„Ich wehrte mich gegen den Dammschnitt – zum Glück!”

„Meine Schwangerschaft verlief problemlos. Irgendwann kam die Frage auf, in welchem Krankenhaus ich entbinden möchte. In meiner Stadt gibt es drei Kliniken, die alle ihre Vor- und Nachteile haben. Ich sah mir alle an und entschied mich für die Uniklinik, in der ich selbst zur Welt kam.

In der 40 SSW hatte ich nachts eine leichte Blutung.

Ich rief beim Krankenhaus an und fuhr direkt mit meinem Mann hin. Die Hebamme war super nett und nahm sich Zeit. Es war nur eine Zeichnungsblutung und da auf dem CTG keine Wehen zu sehen waren, durften wir wieder heim. Die Hebamme scherzte noch, dass wir uns zur Geburt wiedersehen würden. Aber schon acht Stunden später ist dann meine Fruchtblase geplatzt.

Wir fuhren also wieder ins Krankenhaus, als ich dort ankam, hatte ich schon alle zwei Minuten Wehen. Wieder hatte ich eine nette Hebamme, die mir einen Tee gemacht hat und mir ein Bad einließ. Ich fühlte mich wohl. Da mein Muttermund nur langsam aufging und die Wehen laut CTG noch schwach waren, stellten wir uns auf eine lange Geburt ein. Am frühen Abend wollte die Hebamme nochmal eine Untersuchung machen.

Als es soweit war, hatte ich schon das Gefühl, pressen zu müssen.

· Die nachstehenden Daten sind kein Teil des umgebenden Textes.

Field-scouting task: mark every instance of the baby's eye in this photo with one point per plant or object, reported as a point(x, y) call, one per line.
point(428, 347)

Die Hebamme sah nach wie weit mein Muttermund inzwischen geöffnet war und sagte: ‚Es sind neun, nein zehn Zentimeter. Es geht jetzt los!‘ Dann rief sie die zuständige Ärztin. Ab dem Zeitpunkt änderte sich alles. Die Ärztin war recht jung und wirkte genervt. Sie sah mich an, meinte, da wäre ja gar nichts und wollte wieder gehen. Die Hebamme hielt sie auf und sagte ihr, dass man bei den Wehen schon das Köpfchen sehen könnte.

Widerwillig blieb die Ärztin und sah dann selbst das Köpfchen bei der nächsten Wehe. Diese waren sehr kurz, nur 20 bis 30 Sekunden jeweils. Die Ärztin meinte nur, dass das so nicht klappen würde, ich müsse auch ohne Wehen pressen. Ok, tat ich. Auf einmal hielt die Ärztin ein Skalpell in der Hand und sagte: ‚Der Damm hält nicht, ich schneide jetzt!‘

Ich sah meinen Mann und die Hebamme an, lag auf dem Rücken, die Beine abgestützt.

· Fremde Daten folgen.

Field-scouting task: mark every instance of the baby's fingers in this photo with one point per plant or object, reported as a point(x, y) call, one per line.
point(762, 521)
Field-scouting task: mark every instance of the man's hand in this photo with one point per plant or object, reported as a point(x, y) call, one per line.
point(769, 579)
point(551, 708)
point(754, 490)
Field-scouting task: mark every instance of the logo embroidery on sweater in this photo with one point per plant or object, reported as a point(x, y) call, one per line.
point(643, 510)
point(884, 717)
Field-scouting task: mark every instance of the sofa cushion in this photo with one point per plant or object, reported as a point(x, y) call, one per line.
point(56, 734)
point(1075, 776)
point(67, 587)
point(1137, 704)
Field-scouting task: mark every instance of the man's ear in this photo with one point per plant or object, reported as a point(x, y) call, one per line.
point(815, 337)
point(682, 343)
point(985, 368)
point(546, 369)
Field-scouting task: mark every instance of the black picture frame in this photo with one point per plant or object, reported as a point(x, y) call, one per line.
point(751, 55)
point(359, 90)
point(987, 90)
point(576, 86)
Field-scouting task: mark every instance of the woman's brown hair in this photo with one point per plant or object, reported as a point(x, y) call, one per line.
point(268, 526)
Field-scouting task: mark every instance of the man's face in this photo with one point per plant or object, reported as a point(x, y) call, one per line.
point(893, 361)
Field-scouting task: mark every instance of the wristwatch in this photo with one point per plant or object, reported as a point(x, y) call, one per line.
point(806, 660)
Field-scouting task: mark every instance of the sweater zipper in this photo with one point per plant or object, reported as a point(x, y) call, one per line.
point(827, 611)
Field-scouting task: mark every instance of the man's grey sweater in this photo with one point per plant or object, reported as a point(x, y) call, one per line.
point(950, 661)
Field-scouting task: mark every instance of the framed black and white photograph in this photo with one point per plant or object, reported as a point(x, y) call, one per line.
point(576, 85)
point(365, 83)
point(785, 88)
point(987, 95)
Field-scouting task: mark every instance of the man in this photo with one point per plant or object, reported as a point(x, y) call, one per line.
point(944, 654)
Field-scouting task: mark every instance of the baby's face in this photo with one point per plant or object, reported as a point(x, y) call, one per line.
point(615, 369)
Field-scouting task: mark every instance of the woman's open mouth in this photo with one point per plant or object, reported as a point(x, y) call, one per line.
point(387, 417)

Aber trotz meiner hilflosen Lage war ich alles andere als bereit, mich kampflos zu ergeben. Auf keinen Fall wollte ich einen Dammschnitt und das machte ich klar: ‚Wenn die mir zu nahe kommt, trete ich ihr ins Gesicht!‘ Mir war in dem Moment völlig egal, wie sich das anhörte. Die Ärztin war natürlich nicht besonders angetan.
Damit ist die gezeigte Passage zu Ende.